PURPOSE: Diet quality is increasingly recognized as important for human reproductive capacity. We studied the association between intake of protein-rich foods and risk of spontaneous abortion (SAB).

METHODS: During 2013-2020, we recruited pregnancy planners from the United States and Canada (Pregnancy Study Online; PRESTO) and Denmark (SnartForaeldre.dk; SF). Participants completed a baseline questionnaire and a validated cohort-specific food frequency questionnaire. We estimated preconception intake of red meat, poultry, processed meat, seafood, eggs, plant-based proteins, and dairy from individual foods and mixed recipes. We included 4,246 PRESTO and 2,953 SF participants who reported a pregnancy during the study. Data on SAB were derived from questionnaires and population registries.
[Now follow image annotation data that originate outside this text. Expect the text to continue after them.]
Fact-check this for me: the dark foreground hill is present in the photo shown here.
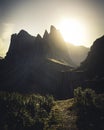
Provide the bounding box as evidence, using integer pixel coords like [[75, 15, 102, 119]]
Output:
[[0, 26, 104, 99]]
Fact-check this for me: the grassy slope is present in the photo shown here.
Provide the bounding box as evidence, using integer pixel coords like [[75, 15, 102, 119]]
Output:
[[53, 99, 77, 130]]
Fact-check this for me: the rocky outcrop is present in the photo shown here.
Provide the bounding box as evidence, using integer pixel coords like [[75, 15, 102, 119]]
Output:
[[80, 36, 104, 78], [0, 26, 74, 98]]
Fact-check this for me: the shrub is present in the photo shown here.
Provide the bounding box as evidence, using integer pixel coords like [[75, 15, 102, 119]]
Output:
[[0, 92, 54, 130], [74, 88, 104, 130]]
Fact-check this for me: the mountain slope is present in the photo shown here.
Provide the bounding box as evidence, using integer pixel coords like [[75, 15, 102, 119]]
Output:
[[0, 26, 75, 98]]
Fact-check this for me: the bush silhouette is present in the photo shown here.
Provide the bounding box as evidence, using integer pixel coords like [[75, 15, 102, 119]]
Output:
[[74, 88, 104, 130]]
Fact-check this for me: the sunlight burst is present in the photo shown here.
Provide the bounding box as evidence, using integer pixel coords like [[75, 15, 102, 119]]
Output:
[[58, 19, 86, 46]]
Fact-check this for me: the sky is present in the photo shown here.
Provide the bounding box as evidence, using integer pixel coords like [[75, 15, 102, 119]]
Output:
[[0, 0, 104, 55]]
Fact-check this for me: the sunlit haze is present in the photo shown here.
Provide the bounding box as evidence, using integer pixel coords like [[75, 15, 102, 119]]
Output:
[[58, 19, 87, 45], [0, 0, 104, 55]]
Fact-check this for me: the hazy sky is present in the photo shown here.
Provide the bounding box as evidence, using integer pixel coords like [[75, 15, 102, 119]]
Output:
[[0, 0, 104, 54]]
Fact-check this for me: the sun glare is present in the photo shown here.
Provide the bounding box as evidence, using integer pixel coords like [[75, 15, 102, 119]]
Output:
[[58, 19, 86, 46]]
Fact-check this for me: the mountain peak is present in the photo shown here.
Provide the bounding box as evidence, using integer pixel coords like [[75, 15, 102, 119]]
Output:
[[50, 25, 56, 33], [43, 30, 49, 39]]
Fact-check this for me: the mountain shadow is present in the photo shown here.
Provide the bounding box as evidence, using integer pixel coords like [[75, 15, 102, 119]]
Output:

We used Cox proportional hazards regression to estimate hazard ratios (HRs) and 95% confidence intervals (CI), representing the effect of substituting one type of protein-rich food for another.

RESULTS: SAB risk was 23% in PRESTO and 16% in SF. In PRESTO, substitution of seafood with other protein-rich foods was associated with higher SAB risk [for example, the HR for replacing 100 g of seafood/week with 100 g of red meat was 1.10 (95% CI 1.00, 1.20)]. In contrast, in SF, substituting seafood with other protein-rich foods was associated with lower SAB risk [HR for replacing 100 g of seafood/week with 100 g of red meat was 0.89 (95% CI 0.82, 0.98)]. Other protein-rich food substitutions were not meaningfully associated with SAB risk.

CONCLUSIONS: Preconception intake of protein-rich foods was largely unrelated to SAB risk, with the exception of seafood, which was associated with higher risk of SAB in Denmark, but a lower risk in North America.